Typically when working at this level you don't have an ASCII text file with the assembler code written out as the former above, you are working in a debugging environment looking at the actual instructions in memory like the latter B8 01 00, and the software interface which is writing out the text lines will interpret that instruction and appropriately display in font "mov ax, 1" on your screen. Debug will do this for example. When you assemble in debug, you write "mov ax, 1" and it writes B8 01 00 in memory, and when you dump or unassemble , it will be shown back to you as B8 01 00 or "mov ax, 1" respectively, the ASCII string 6D 6F 76 20 61 78 2C 20 31 for the characters "m" "o" "v" "<space> "a" "x" "," "<space>", "1" never actually exist, except for in display memory as a font for you to read. It's the debug program translating for you in real time into ASCII text so you can read it. "add 2 to the contents of ax" is much more meaningful to a human than the machine opcode 05 02 00 when writing complex programs. Thus any time the byte sequence 05 02 00 is encountered in RAM your assembly/debug environment showing you that RAM writes the string "add ax, 2" to your screen so you can read it.

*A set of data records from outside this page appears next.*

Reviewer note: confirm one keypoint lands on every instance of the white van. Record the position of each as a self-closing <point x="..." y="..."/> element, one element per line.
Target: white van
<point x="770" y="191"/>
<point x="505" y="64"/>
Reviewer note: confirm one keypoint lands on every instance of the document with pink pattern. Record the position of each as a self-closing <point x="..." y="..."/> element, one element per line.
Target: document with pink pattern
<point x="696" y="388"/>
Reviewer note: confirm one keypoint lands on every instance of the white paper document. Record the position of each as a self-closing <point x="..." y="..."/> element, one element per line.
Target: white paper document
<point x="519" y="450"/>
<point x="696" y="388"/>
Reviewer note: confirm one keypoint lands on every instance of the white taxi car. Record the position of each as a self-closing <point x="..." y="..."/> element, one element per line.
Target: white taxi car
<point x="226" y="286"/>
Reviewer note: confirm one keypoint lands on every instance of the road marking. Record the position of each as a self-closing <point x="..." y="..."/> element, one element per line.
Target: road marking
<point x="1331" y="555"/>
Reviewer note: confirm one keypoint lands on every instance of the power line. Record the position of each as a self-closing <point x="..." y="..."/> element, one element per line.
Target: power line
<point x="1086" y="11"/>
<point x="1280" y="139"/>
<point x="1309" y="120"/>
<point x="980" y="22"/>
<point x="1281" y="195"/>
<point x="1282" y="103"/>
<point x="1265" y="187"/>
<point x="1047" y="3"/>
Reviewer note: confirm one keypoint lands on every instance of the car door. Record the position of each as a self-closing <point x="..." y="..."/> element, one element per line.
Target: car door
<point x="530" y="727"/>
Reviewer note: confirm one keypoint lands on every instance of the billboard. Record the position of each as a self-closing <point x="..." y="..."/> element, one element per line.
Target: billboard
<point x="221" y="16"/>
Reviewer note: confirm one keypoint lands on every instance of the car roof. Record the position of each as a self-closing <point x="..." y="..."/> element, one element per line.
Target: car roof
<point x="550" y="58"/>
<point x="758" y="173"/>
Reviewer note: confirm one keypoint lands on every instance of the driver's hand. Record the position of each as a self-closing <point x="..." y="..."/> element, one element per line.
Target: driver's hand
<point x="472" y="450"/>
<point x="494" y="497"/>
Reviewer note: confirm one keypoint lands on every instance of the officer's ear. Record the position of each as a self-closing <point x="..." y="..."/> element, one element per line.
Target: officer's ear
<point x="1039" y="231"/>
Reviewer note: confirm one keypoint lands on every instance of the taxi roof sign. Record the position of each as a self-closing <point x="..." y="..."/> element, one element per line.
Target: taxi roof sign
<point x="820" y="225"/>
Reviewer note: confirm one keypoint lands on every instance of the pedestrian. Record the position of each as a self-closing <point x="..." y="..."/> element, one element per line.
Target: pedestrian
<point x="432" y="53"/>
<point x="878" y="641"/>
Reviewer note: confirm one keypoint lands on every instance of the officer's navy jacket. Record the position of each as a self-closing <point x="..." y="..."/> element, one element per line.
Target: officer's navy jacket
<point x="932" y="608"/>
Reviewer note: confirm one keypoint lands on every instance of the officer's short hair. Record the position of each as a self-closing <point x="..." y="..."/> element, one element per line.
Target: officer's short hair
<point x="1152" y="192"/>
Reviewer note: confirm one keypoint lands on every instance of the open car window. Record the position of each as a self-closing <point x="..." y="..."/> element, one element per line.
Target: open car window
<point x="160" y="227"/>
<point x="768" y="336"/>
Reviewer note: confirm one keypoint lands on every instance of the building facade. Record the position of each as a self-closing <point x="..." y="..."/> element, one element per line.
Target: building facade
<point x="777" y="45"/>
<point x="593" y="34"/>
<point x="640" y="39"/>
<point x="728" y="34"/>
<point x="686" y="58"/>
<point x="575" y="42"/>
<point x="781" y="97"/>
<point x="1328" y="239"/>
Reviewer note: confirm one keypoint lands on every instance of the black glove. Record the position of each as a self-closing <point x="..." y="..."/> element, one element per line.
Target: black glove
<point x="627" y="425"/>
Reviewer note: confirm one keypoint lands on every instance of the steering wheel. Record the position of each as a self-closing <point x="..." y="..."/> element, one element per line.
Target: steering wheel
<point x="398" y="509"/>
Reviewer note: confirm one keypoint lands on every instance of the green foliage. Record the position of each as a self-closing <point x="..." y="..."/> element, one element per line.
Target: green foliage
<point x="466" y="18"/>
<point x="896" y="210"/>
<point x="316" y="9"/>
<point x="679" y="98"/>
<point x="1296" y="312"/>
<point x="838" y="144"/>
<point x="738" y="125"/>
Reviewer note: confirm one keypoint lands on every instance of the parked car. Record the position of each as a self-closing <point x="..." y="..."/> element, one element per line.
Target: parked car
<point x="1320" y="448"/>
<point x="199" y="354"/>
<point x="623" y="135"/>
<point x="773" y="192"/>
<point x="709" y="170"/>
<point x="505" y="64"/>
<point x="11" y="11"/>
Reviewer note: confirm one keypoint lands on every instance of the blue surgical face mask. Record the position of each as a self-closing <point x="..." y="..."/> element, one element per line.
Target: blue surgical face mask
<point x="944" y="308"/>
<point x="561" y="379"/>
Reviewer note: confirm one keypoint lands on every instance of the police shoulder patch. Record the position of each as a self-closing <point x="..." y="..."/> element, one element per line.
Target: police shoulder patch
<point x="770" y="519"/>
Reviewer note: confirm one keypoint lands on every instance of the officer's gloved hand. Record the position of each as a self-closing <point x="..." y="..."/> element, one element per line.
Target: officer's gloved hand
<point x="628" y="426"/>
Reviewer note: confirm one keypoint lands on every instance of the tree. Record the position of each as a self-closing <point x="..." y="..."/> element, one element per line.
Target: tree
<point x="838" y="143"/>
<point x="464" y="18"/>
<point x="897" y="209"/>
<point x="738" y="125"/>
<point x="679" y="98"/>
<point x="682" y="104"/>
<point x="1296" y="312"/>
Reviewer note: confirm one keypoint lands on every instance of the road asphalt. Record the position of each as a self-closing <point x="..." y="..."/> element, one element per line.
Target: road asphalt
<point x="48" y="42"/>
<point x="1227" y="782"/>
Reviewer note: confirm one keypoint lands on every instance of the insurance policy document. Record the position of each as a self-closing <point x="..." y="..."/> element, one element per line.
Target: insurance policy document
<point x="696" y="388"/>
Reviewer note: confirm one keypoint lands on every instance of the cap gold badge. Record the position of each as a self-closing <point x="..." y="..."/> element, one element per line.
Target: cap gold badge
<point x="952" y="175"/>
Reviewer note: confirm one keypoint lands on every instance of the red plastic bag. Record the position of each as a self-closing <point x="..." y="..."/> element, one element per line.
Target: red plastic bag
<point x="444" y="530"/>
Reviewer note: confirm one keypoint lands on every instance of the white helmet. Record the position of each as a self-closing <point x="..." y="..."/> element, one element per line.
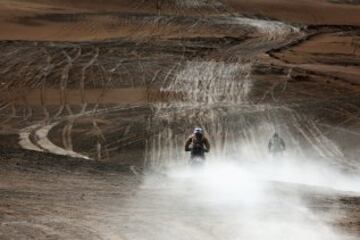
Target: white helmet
<point x="198" y="130"/>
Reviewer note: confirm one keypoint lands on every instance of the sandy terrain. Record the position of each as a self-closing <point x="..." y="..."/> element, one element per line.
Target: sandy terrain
<point x="97" y="97"/>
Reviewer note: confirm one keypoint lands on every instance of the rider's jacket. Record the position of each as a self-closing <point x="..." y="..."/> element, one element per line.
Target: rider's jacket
<point x="197" y="146"/>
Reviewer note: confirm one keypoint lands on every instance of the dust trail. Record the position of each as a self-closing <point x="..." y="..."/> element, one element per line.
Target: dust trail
<point x="231" y="200"/>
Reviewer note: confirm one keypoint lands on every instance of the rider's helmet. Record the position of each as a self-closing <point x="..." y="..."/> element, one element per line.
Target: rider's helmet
<point x="198" y="132"/>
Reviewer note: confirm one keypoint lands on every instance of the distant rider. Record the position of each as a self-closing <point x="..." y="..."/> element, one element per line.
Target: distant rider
<point x="276" y="145"/>
<point x="198" y="145"/>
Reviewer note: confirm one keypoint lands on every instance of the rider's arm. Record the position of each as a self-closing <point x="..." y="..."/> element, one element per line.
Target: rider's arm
<point x="187" y="144"/>
<point x="207" y="144"/>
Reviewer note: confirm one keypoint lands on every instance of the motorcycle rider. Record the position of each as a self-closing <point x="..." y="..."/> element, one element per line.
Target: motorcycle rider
<point x="276" y="145"/>
<point x="198" y="145"/>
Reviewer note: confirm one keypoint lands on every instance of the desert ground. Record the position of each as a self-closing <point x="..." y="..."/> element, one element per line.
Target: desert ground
<point x="98" y="97"/>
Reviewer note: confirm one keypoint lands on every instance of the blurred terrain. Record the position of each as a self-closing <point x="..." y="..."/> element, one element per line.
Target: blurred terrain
<point x="94" y="93"/>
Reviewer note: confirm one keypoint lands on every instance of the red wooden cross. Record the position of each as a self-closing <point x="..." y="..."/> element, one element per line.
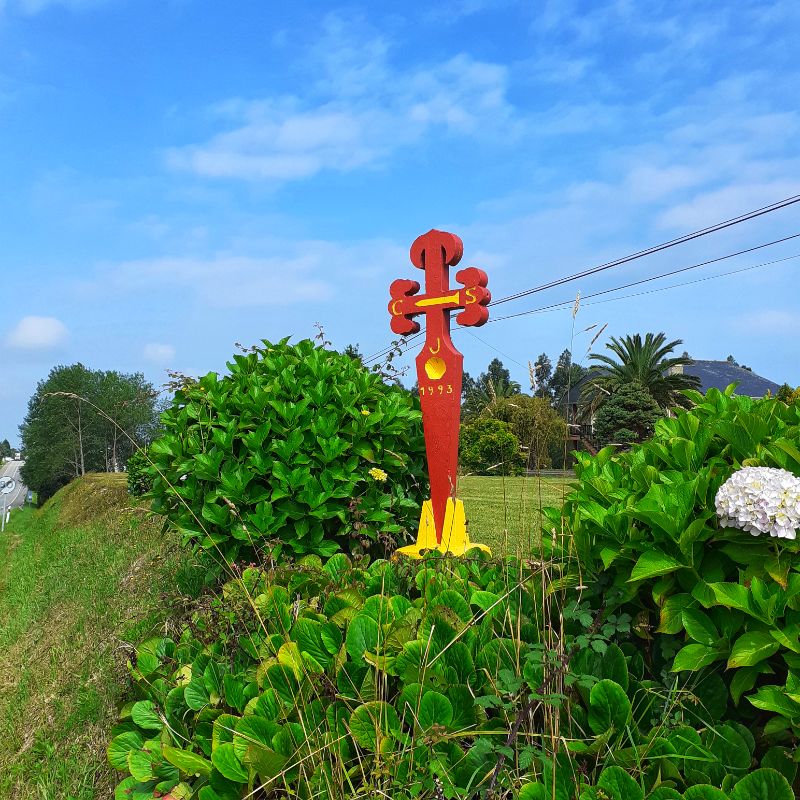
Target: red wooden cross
<point x="439" y="364"/>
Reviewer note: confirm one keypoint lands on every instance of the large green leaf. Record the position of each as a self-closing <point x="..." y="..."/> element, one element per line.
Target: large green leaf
<point x="227" y="762"/>
<point x="434" y="709"/>
<point x="653" y="563"/>
<point x="372" y="721"/>
<point x="763" y="784"/>
<point x="362" y="636"/>
<point x="265" y="761"/>
<point x="693" y="657"/>
<point x="619" y="785"/>
<point x="609" y="707"/>
<point x="704" y="791"/>
<point x="145" y="715"/>
<point x="665" y="793"/>
<point x="751" y="648"/>
<point x="699" y="626"/>
<point x="773" y="698"/>
<point x="254" y="731"/>
<point x="120" y="746"/>
<point x="671" y="616"/>
<point x="187" y="762"/>
<point x="782" y="760"/>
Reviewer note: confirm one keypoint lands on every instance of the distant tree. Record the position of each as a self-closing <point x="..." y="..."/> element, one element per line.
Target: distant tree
<point x="488" y="447"/>
<point x="645" y="362"/>
<point x="788" y="395"/>
<point x="490" y="386"/>
<point x="629" y="415"/>
<point x="566" y="376"/>
<point x="539" y="427"/>
<point x="81" y="420"/>
<point x="543" y="372"/>
<point x="354" y="353"/>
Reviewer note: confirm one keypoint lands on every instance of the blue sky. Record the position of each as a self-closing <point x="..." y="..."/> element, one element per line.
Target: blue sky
<point x="177" y="176"/>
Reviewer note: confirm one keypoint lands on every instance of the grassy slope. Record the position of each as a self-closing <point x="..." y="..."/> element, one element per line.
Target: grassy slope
<point x="84" y="575"/>
<point x="505" y="513"/>
<point x="77" y="579"/>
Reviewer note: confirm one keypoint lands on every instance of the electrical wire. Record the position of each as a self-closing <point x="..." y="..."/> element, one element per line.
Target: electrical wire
<point x="688" y="237"/>
<point x="403" y="345"/>
<point x="564" y="304"/>
<point x="655" y="278"/>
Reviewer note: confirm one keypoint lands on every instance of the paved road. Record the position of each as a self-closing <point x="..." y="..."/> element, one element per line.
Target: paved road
<point x="17" y="497"/>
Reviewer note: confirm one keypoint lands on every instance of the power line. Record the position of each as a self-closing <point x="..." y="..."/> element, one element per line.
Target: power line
<point x="403" y="345"/>
<point x="654" y="249"/>
<point x="584" y="298"/>
<point x="659" y="277"/>
<point x="696" y="280"/>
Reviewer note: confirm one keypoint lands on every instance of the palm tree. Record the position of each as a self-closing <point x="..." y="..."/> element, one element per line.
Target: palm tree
<point x="495" y="384"/>
<point x="643" y="362"/>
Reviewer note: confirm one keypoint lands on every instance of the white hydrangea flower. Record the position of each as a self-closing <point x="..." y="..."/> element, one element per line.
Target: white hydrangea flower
<point x="760" y="500"/>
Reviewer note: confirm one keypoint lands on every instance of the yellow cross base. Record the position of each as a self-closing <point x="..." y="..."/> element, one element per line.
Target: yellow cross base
<point x="455" y="539"/>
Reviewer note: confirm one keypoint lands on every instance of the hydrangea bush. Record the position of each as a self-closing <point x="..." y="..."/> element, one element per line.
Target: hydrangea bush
<point x="761" y="500"/>
<point x="714" y="608"/>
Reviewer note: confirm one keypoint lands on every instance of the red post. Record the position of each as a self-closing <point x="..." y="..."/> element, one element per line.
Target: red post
<point x="439" y="364"/>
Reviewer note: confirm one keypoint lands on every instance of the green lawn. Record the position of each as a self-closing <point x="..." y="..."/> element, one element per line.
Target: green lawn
<point x="505" y="513"/>
<point x="72" y="590"/>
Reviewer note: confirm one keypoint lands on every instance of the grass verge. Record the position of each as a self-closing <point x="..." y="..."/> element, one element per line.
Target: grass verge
<point x="505" y="513"/>
<point x="78" y="579"/>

Play with debug for a few hours, then it will suddenly click and you'll see how awesome it all is, esp when you start writing random bytes to B800:0000 and see characters magically appearing on your screen Don't worry, in Windows cmd prompt and debug is a 16 bit virtual machine environment, you can't hurt anything. Windows will catch anything dangerous and kill it immediately with the well known "illegal operation" or "privileged instruction" if you try. That leaves flat protected mode, virtual memory, interrupts, multitasking, and kernel mode for you in another topic one day

 

[exdeath]

I cannot stress how awesome debug is for intro to assembly and CPU theory. Do play with it :awe:

Shame they removed it finally in Windows 7.